Exemple de requêtes à optimiser

Index composites

Le premier type d'optimisation, rapide à faire, est de créer des index composites supplémentaires.

La théorie est la suivante : il est possible, mais relativement coûteux, d'utiliser plusieurs index à la fois sur une requête. Prenons une requête du type :

SELECT * FROM table WHERE champ1 = 789 AND champ2 = 42 ORDER BY champ3 LIMIT 5

Si on créé un index sur chacun des champs, PostgreSQL aura plusieurs solutions :

  1. Regarder via l'index sur champ3 tous les éléments par champ3 décroissant, jusqu'à en trouver 5 qui correspondent.
  2. Regarder via l'index sur champ1 tous les éléments ayant 789 dans le champ, puis filtrer les éléments correspondant (sans index) sur champ2, puis les trier (sans index) sur champ3 et garder les 5 premiers.
  3. Comme le 2. mais en inversant champ2 et champ1.
  4. Créer, via l'index sur le champ1 une table bitmap des lignes qui correspondent à la valeur 789 de champ1, en créer une autre via l'index pour celles ayant la valeur 42 de champ2, faire un ET bit à bit entre ces deux tables, et ensuite trier les résultats.

Suivant les statistiques que PostgreSQL a collecté sur les index, il va choisir l'un ou l'autre des plans. Il peut parfois choisir le mauvais, mais surtout aucun plan n'est parfait.

Par contre, si on créé un index composite sur les trois champs ainsi :

CREATE INDEX table_champ1_2_3 ON table(champ1, champ2, champ3)

Il pourra alors utiliser le même index pour filtrer à la fois sur les deux champs, et trier sur le troisième.

Attention à l'ordre dans les index composites, il est extrêmement important, en raison du fonctionnement des index (pour les index de type btree, qui sont les plus courants, en tout cas). Les premiers éléments de l'index doivent être fixés à une valeur donnée pour que les éléments suivant puissent servir.

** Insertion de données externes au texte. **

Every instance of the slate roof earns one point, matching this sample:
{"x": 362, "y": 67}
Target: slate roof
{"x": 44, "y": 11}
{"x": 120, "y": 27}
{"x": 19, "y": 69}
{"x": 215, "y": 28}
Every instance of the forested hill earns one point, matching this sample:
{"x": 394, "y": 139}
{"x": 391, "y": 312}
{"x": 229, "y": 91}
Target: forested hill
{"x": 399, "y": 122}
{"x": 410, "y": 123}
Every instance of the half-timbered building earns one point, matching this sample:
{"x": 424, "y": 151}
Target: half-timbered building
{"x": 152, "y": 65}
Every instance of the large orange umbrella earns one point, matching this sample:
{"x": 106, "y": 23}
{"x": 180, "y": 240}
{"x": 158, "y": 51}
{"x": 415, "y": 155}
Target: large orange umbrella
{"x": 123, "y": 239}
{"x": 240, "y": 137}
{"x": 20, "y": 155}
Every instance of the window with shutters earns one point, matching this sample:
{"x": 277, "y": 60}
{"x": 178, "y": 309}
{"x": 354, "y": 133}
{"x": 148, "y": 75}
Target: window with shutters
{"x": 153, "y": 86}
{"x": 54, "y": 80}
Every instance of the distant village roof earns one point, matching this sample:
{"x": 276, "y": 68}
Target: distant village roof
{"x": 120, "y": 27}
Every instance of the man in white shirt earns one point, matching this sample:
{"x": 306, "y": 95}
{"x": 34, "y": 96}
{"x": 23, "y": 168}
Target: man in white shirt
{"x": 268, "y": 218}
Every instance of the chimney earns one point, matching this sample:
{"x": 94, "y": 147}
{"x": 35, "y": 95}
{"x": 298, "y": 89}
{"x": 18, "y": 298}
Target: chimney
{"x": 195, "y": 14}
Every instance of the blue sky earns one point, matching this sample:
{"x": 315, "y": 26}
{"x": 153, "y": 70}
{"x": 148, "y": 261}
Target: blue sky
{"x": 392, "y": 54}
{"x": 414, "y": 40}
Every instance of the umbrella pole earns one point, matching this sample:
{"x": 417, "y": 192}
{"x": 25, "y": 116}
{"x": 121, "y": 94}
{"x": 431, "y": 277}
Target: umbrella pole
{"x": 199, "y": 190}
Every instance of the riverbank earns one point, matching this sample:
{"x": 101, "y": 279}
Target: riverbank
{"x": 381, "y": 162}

Ainsi, avec un index sur (champ1, champ2) on peut par exemple :

  • filtrer sur champ1 avec les opérateurs de type =, <, <=, >, >= ;
  • filtrer sur champ1 avec l'opérateur = et sur champ2 avec les opérateurs =, <, <=, >, >=
  • filtrer sur champ1 avec l'opérateur = et trier sur champ2
  • trier sur champ1
  • trier sur champ1 puis champ2.

Mais on ne peut pas par contre :

  • filtrer sur champ2 sans filtre exact sur champ1
  • filtrer sur champ2 et trier sur champ1
  • trier sur champ2 puis champ1.

Attention tout de même à ne pas multiplier les index, qui augmentent l'occupation disque de la base, et ralentissent les requêtes en modification (INSERT, UPDATE, DELETE).

Tri sur l'index de filtre

Ce type d'optimisation découle de ce qui a été expliqué sur les index précédemment. Il est conseillé, autant que possible, d'effectuer le tri sur les mêmes critères que le filtre.

Par exemple, si on demande les articles de la section "informatique" ayant été créés (created_at) entre le 3 juin et le 4 août, triés par date de modification (modified_at), avec un LIMIT 100 parce qu'on est raisonnable, PostgreSQL ne pourra utiliser que l'un des deux critères pour son index (même un index composite ne suffirait pas, là). Par contre, si on utilise la même date pour le tri et le filtre, on peut gagner énormément.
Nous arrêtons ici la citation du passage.